HOME Legal Encounters In Gaza, the Institute of Law Organises a Legal Encounter on The New Company Law in Gaza

In Gaza, the Institute of Law Organises a Legal Encounter on The New Company Law in Gaza

Gaza - Wednesday, 8 April 2015: In partnership with the Konrad Adenauer Stiftung - Palestinian Territories,the Institute of Law (IoL) at Birzeit University organised a legal encounter on The New Company Law in Gaza enacted in Gaza during the internal Palestinian political split.

The event brought together a select number of legal experts, lawyers, and interested persons.

Mr. Sharhabeel Al-Zaeem highlighted reflections of the internal Palestinian political divide, including enactment of different regulations in the West Bank and Gaza Strip. Government functions have also been duplicate and contradictory. Adversely affecting the investment climate, the internal political divide has prevented investors from expanding or starting new investments. With the exception of the 2008 incidental amendments, political, security and economic conditions have further precluded promulgation of a consolidated Palestinian Company Law.

If enforced, provisions of the new Company Law will stir much controversy. In comparison to operative laws, Article 2 of the new enactment prescribes that “[p]rovisions of the present Law shall be applicable to the company, which deals in commercial activities in a manner that does not contradict provisions of the Islamic Law [Sharia].” This provision raises a question about the mechanism needed to deal with existing commercial banks. Given that they deal in non-Islamic banking transactions, how can this Law be applied to these banks? Article 10 of the new Law gives rise to another controversy: “The Minister shall have the power to cancel a company from the Company Register in the event it does not exercise its operations within a year from the date of its registration.” However, this, and subsequent articles, do not provide a mechanism to appeal or challenge the decision on de-registration of a company. Article 12 addresses registration of companies incorporated in Palestine in line with agreements concluded by the Palestinian government with other governments. According to speculations, gas fields discovered off the coast of Gaza are the main rationale behind this article. To exclude previous contracting arrangements, the government can conclude contracts with new corporations for gas exploration. Article 13 allows the Council of Ministers to transform any public institution, authority or body into a shareholding company that operates in line with commercial principles. Accordingly, the Gaza government can transform public authorities, such as the Land Authority, Energy Authority and Radio and Television Authority, into shareholding companies. Article 191 sets a maximum limit (5,000 Jordanian dinars) for honoraria paid to members on boards of directors of shareholding companies. As a result, many persons may decline membership on corporate boards. In fact, considerable responsibilities require that board members receive a suitable honorarium and incentive.

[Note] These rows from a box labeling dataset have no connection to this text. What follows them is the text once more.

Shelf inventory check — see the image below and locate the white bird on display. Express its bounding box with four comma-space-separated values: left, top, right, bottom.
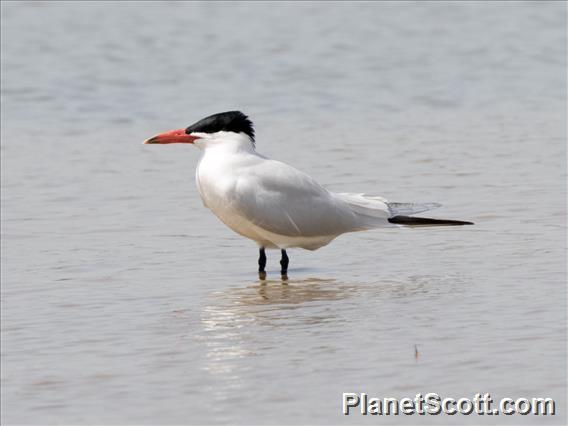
144, 111, 472, 278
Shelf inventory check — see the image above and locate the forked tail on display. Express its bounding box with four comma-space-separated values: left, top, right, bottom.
389, 216, 473, 226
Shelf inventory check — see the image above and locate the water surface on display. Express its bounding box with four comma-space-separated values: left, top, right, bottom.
1, 2, 566, 424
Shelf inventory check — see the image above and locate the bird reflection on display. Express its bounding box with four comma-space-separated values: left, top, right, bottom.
195, 276, 463, 388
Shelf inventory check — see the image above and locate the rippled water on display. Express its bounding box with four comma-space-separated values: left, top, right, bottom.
1, 2, 566, 424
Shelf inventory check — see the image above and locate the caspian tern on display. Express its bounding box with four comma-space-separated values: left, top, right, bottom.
144, 111, 472, 278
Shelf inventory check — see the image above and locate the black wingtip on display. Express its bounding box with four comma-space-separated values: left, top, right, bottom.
389, 216, 475, 226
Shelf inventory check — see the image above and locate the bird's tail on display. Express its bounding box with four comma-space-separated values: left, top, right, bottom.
335, 193, 473, 229
389, 216, 473, 226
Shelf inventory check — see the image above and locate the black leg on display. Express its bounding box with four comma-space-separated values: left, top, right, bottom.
258, 247, 266, 280
258, 247, 266, 272
280, 250, 289, 276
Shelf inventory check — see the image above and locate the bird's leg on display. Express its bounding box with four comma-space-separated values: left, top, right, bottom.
280, 250, 289, 278
258, 247, 266, 280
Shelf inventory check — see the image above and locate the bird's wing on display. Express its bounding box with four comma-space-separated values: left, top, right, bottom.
229, 159, 358, 237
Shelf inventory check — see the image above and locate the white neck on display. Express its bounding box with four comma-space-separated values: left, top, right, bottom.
192, 132, 255, 153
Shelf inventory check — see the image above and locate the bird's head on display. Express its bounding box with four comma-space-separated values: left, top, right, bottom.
144, 111, 254, 148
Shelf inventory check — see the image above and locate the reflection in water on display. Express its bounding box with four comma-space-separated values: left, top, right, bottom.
198, 278, 359, 382
197, 276, 466, 391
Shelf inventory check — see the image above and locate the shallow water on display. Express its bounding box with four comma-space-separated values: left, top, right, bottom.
1, 2, 566, 424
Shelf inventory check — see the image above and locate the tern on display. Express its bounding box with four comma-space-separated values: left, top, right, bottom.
144, 111, 473, 278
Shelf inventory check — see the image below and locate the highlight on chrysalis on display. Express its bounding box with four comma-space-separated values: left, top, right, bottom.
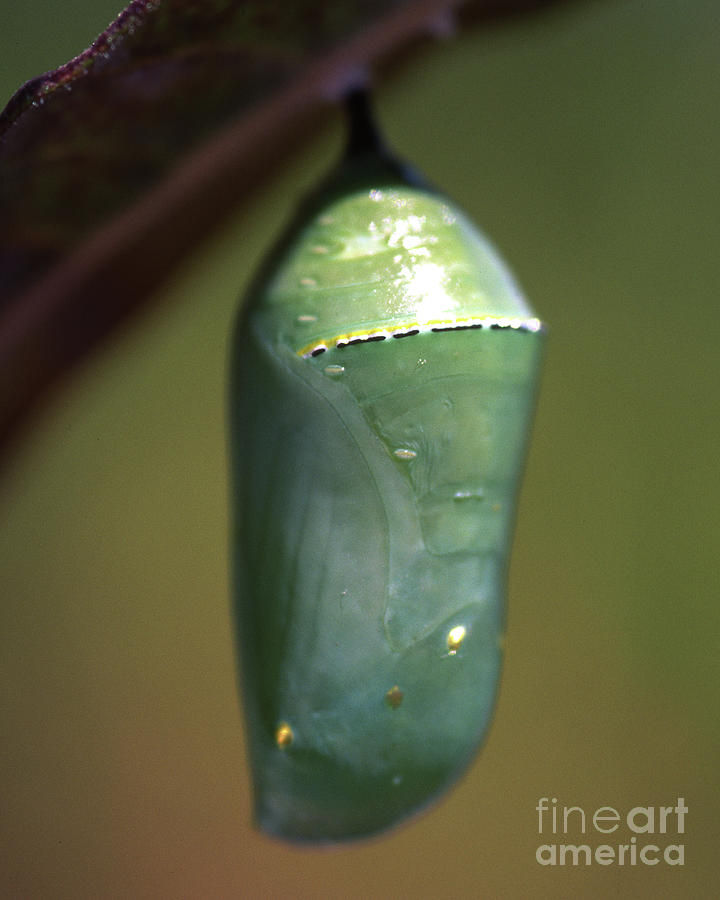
231, 89, 542, 843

In relation to registered companies, Mr. Al-Zaeem reviewed substantial changes introduced by the new Company Law to capital requirements and method of payment. According to the Law, a company with limited liability must have a capital of not less than JD 50,000. 50% of the capital must be paid before registration fees are collected. The rest is paid over a period of two years. As a result, the number of registered companies might decline in the Gaza Strip. In the West Bank, the operative Company Law provides that the capital should not be less than JD 10,000. 25% of the capital is paid at the time of registration and the rest is satisfied over four years. Compared to companies provided under laws in force, Mr. Al-Zaeem made a presentation about the types of companies under the new Law, investigating each type and relevant goal of incorporation.

In the ensuing discussion, participants raised several questions, highlighting political and legal dimensions and impacts of the new Law on the investment climate. In addition to procedures needed to handle it, discussants explored the position taken by the private sector and Palestinian decision makers towards this Law.